CMOS RF Biosensor Utilizing Nuclear Spin Resonance
Donhee Ham, John L. Loeb Associate Professor, EE & Applied Physics, Harvard University
Thursday, October 2, 2008
11 a.m.
CSB 209
Abstract
I will present our recent work that showcases how silicon RF chips can be used not only for wireless RF applications, but also for biosensing aimed at early disease detection. The main function of our RF chip is to manipulate and monitor RF dynamics of protons in water via nuclear magnetic resonance (NMR). Target biological objects such as cancer marker proteins alter the proton dynamics, which is the basis for our biosensing. The RF chip has a receiver noise figure of 0.7 dB. This high sensitivity made possible construction of an entire NMR system around the transceiver in a 2-kg portable platform, which is 60 times lighter, yet 60 times more sensitive than a state-of-the-art commercial benchtop NMR system. Sensing one avidin molecule out of 40 trillion water molecules, our system is a circuit designer's approach to pursue early disease detection and improved human healthcare.
Speaker Biography
Donhee Ham is John L. Loeb Associate Professor of the Natural Sciences and Associate Professor of Electrical Engineering at Harvard University, where he is with the School of Engineering and Applied Sciences (Programs: Electrical Engineering and Applied Physics).
He received the B.S. degree in physics from Seoul National University, Korea, in 1996, where he graduated summa cum laude with the Valedictorian Prize as well as the Presidential Prize, ranked top 1st across the Natural Science College, and also with the Physics Gold Medal (sole winner).
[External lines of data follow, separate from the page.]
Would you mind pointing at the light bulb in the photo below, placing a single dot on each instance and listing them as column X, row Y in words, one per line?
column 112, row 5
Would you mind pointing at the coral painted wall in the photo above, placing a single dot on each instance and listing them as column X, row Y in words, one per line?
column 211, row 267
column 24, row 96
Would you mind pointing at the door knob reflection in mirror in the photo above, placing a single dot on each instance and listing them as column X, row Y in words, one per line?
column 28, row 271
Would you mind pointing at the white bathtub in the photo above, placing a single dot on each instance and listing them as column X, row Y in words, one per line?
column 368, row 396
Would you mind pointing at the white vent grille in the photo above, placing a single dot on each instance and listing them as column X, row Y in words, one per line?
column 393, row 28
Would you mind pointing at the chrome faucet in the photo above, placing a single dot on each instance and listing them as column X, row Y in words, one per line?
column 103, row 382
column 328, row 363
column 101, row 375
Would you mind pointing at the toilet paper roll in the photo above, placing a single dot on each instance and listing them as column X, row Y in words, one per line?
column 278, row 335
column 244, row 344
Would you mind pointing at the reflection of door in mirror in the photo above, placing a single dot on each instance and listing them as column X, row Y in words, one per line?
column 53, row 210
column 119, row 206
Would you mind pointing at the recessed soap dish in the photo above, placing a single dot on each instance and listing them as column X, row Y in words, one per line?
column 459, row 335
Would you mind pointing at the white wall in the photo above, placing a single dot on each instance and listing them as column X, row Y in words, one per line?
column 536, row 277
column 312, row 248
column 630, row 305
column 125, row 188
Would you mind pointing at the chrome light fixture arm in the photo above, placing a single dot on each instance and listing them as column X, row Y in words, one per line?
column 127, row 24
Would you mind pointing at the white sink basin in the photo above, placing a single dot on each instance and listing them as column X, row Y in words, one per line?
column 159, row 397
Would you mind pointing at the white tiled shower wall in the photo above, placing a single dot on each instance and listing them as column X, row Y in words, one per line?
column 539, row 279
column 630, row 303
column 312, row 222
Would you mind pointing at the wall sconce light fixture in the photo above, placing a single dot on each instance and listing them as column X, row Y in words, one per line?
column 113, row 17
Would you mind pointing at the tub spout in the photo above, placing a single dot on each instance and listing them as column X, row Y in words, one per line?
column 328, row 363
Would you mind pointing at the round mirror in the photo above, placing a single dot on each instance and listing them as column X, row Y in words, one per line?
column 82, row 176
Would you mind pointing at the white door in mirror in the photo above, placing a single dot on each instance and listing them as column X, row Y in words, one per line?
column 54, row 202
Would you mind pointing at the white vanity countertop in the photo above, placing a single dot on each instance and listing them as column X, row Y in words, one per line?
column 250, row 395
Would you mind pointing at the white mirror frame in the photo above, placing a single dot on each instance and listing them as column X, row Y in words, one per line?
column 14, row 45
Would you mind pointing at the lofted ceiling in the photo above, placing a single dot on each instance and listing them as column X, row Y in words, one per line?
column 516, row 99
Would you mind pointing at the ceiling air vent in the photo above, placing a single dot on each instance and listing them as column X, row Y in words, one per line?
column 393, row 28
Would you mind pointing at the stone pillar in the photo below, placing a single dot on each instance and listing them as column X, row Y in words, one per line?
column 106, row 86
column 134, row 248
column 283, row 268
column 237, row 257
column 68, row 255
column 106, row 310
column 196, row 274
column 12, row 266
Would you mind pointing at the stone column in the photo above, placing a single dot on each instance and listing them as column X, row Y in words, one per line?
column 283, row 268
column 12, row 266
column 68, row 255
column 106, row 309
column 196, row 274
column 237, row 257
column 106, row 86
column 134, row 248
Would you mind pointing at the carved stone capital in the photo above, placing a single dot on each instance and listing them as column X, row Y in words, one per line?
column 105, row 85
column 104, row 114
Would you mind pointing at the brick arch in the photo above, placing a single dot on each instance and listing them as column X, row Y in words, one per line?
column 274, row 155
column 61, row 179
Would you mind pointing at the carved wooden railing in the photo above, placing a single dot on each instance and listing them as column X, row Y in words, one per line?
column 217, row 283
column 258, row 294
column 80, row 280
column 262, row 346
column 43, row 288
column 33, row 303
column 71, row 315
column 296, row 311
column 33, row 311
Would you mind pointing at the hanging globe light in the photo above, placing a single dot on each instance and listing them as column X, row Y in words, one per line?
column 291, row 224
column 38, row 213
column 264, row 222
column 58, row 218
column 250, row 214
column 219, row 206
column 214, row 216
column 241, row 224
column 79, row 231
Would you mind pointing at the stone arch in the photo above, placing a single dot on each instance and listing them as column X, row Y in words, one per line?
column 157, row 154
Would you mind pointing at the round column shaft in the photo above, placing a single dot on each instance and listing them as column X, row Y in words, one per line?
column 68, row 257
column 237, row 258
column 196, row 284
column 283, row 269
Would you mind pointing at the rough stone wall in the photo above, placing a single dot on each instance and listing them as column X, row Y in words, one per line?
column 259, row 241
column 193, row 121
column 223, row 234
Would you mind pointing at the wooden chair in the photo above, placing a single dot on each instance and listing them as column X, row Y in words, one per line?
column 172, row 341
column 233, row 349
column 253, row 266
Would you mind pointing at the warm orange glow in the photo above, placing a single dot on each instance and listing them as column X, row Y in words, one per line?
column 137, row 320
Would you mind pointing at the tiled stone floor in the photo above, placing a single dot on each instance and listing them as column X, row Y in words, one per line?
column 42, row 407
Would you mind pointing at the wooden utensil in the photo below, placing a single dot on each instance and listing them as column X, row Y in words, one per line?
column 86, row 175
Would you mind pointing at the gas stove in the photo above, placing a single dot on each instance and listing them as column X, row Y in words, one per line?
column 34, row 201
Following 1.5 years of mandatory military service in the Republic of Korea Army, he proceeded to California Institute of Technology, where he received the MS degree in physics in 1999 working on general relativity and gravitational astrophysics, and PhD degree in electrical engineering in 2002 winning the Charles Wilts Doctoral Thesis Prize, Best thesis award in Electrical Engineering. His doctoral work examined statistical physics of electrical circuits. He was the recipient of the IBM Doctoral Fellowship, Li Ming Scholarship, IBM Faculty Partnership Award, IBM Research Design Challenge Award, Silver Medal in the National Mathematics Olympiad, and the fellow of the Korea Foundation of Advanced Studies. He shared Harvard's Hoopes prize with William Franklin Andress. He was recognized by MIT Technology Review as among the world's top 35 young innovators in 2008 (TR35), for his group's work on CMOS RF biomolecular sensor utilizing nuclear spin resonance to pursue early disease detection.
Donhee Ham's work expriences include Caltech-MIT Laser Interferometer Gravitational Wave Observatory (LIGO), IBM T. J. Watson Research Center, IEEE conference technical program committees including the IEEE International Solid-State Circuits Conference (ISSCC) and the IEEE Asian Solid-State Circuits Conference (ASSCC), advisory board for the IEEE International Symposium on Circuits and Systems (ISCAS), international advisory board for the Institute for Nanodevice and Biosystems, and various US, Korea, and Japan industry, government, & academic technical advisory positions on subjects including ultrafast electronics, science & technology at the nanoscale, and the interface between biotechnology and microelectronics. He is serving as a guest editor for the IEEE Journal of Solid-State Circuits, (JSSC) and is a co-editor of CMOS Biotechnology with Springer (2007).
Ham's current research focus is on (1) RF/microwave, analog& mixed-signal ICs, (2) ultrafast 1-dimensional electron transport, (3) soliton electronics, (4) applications of CMOS ICs in biotechnology, and (5) nonequilibrium statistical physics of electrical circuits. At Harvard University, Donhee Ham works with a group of talented electrical engineering and applied physics students, which include top rankers in top universities worldwide, US intercollegiate science competitions, and international science competitions.